The current administration doesn’t have a glowing opinion about the Affordable Care Act (ACA) mandate, but that doesn’t mean it won’t pursue revenue where it can. The IRS is stepping up enforcement of ACA provisions for large employers, and the penalties can reach millions of dollars.

Applicable large employers (ALEs) are subject to the employer shared responsibility (ESR) and the employer information reporting provisions of the Affordable Care Act. ALEs are those who had at least 50 full-time employees, including full-time equivalent employees, on average during the prior calendar year. In this instance, full-time employees are those who average at least 30 hours of service per week during the calendar month or at least 130 hours of service during the calendar month. Not sure your business qualifies as an ALE? Follow these calculations and tips offered by the IRS.
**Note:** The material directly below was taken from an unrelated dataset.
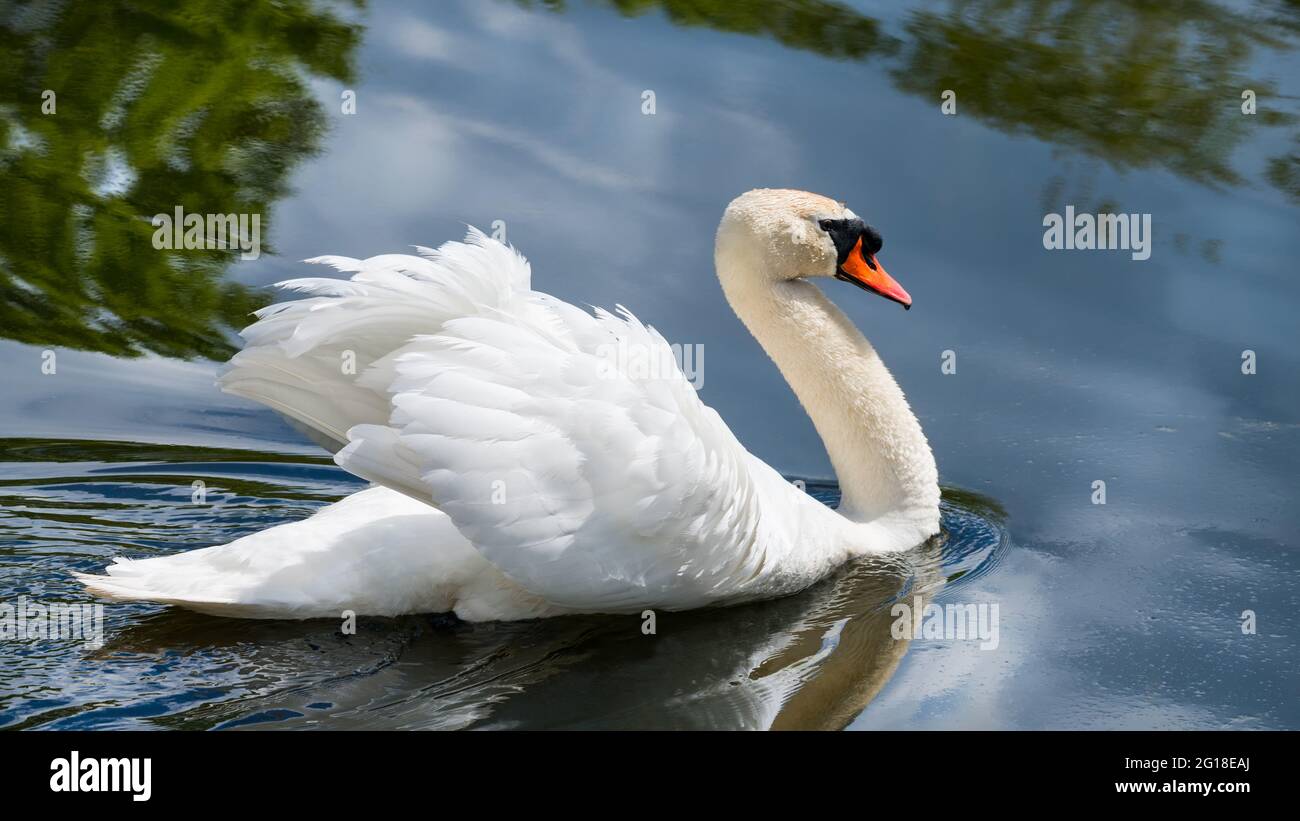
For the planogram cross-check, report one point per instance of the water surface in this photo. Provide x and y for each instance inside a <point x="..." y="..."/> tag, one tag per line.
<point x="1071" y="366"/>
As SHRM points out, small employers with fewer than 50 full-time employees are exempt from most ACA reporting requirements, but not all. They still need to submit the correct forms. Self-insured small employers must complete and file Forms 1095-B and 1094-B and provide full-time employees with a copy of Form 1095-B. They’re also required to file Forms 1095-C and 1094-C if they’re members of a controlled or affiliated service group with at least 50 full-time employees total.

According to John Sobraske, senior product manager for insurance services at Paychex, the IRS has been following up with non-filers and inaccurate/incomplete filers who began receiving notifications at the end of 2017. These notifications are coming in the form of IRS Letter 226-J. Many of the letters come as a result of simple typos or errors. The biggest mistake of all, though, is to ignore the warning. The letter fully explains the steps to take if you agree or disagree with what the IRS lays out. It’s important to respond by submitting Form 14764 whether you agree with the assessment or not.

According to the IRS:

  • If you disagree with the proposed ESRP liability, you must provide a full explanation of your disagreement and/or indicate changes needed on Form 14765 (PTC Listing). Return all documents as instructed in the letter by the response date.
  • If you agree with the proposed ESRP liability, follow the instructions to sign the response form and return with full payment in the envelope provided.
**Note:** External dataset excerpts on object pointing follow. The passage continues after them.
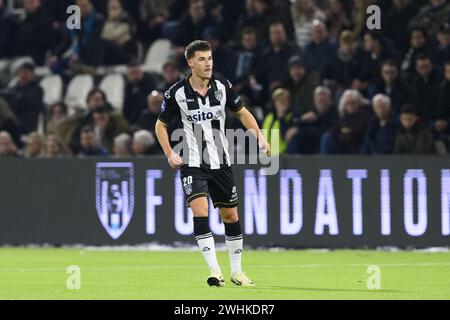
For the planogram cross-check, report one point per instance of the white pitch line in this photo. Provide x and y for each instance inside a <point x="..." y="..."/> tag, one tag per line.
<point x="284" y="266"/>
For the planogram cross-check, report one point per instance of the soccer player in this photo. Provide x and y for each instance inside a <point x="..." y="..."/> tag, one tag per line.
<point x="199" y="101"/>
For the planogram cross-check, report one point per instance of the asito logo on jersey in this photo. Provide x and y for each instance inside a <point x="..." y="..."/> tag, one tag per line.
<point x="200" y="116"/>
<point x="115" y="196"/>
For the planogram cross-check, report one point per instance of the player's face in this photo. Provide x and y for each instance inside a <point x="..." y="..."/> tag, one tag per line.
<point x="408" y="120"/>
<point x="202" y="64"/>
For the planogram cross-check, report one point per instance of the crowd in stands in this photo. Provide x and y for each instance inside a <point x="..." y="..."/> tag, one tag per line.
<point x="309" y="68"/>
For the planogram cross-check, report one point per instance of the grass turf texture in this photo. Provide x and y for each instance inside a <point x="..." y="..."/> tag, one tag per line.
<point x="41" y="274"/>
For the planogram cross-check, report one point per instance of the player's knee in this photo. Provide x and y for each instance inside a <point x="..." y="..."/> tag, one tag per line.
<point x="229" y="215"/>
<point x="199" y="207"/>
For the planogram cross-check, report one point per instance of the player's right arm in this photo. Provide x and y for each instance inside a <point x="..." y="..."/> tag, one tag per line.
<point x="162" y="134"/>
<point x="169" y="110"/>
Once you respond, the IRS may follow up with one of five different versions of its Letter 227. Take a look at ACA Times’ tongue-in-cheek look at each of these responses, which they list in order of what they consider best-to-worst-case scenarios.
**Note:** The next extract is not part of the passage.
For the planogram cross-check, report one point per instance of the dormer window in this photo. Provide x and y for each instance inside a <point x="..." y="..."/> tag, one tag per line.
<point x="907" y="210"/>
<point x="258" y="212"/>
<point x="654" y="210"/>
If you’re worried about compliance during the recent 2019 tax year, there’s good news. The IRS has extended the due date for furnishing employees with required ACA information to March 2, 2020, and offers another year of relief for employers who show that they made good-faith efforts to comply with ACA rules. SHRM provides an overview of these extensions. Once again, though, ignoring deadlines and IRS letters can sabotage any chance you have to take advantage of these opportunities. Also, note that ACA filing requirements can be even stricter if you employ workers in certain states and jurisdictions like California with separate mandates in place.